Editorial: Vote to help shape future of Long Island

If all politics is local, then, dear voter, this is your year. Getting a stop sign at the local intersection, monitoring how well snow is removed, keeping Long Island as the model of the suburban dream -- these are issues that can be swayed by your vote Tuesday. Here's why.

All seats on both county legislatures are on the ballot, and the leadership of 11 towns, including supervisors and board seats. District attorneys and judges, highway superintendents and clerks are at stake, too.

Nassau voters will decide whether to keep Republican County Executive Edward Mangano or return Democrat Thomas Suozzi to the post. They will face a similar choice between Republican Comptroller George Maragos and the man who lost to Maragos after serving two terms, Democrat Howard Weitzman.

The GOP controls the Nassau legislature by one vote, with the new district lines mostly favoring incumbents. The GOP is trying to pick up at least two seats, giving it a supermajority, so it can borrow more easily by not having to deal with the other side of the aisle. The Democrats, however, are pushing back hard, determined not only to hold their ground but also to flip the balance of power.

In Suffolk, County Executive Steve Bellone, a Democrat, is in the middle of a four-year term and struggling to find the revenue and expense cuts to balance the 2014 budget. While Bellone's party likely will keep legislative control, the gain of a few GOP seats could cost him the supermajority he holds for borrowing and make it more difficult to herd his own caucus.

North Fork residents will vote in a state race: This is a special election to fill a vacant Assembly seat.

And while our New York City readers will vote for the next mayor, the policies and influence of the man who replaces Michael Bloomberg will affect the regional economy, and those Long Islanders who work in the city.

After filling in all the little circles next to candidate names, it is critical that voters flip over the ballot to look at six statewide referendums, including the marquee initiative on gambling. This vote is the final step in amending the constitution to allow up to seven casinos in the state. The legislature and governor have approved a complex law to comprehensively regulate gambling that, in its first seven years, will allow the licensing of four casinos in selected areas upstate.

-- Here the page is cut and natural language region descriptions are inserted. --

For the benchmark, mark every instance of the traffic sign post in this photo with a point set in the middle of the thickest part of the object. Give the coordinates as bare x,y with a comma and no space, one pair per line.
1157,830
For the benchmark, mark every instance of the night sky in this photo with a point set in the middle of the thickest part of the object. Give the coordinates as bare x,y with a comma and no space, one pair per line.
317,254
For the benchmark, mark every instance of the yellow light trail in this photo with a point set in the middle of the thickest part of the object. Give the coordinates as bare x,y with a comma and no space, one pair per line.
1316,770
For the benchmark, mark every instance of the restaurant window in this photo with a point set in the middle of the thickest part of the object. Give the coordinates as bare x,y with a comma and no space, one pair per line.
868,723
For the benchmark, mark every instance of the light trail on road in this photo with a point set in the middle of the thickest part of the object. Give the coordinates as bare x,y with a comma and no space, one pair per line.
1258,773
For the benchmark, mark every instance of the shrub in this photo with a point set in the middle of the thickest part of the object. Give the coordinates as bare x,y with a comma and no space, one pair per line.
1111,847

Other noteworthy amendments involve protecting the Adirondacks preserve and a bungled attempt to eliminate age discrimination for some judges.

Our endorsements in 22 of the races have appeared recently; this recap is offered as guidance.

The rest is up to you. Please vote.

In towns across Long Island, residents will take

In towns across Long Island, residents will take to the polls on Nov. 5. (Credit: AP)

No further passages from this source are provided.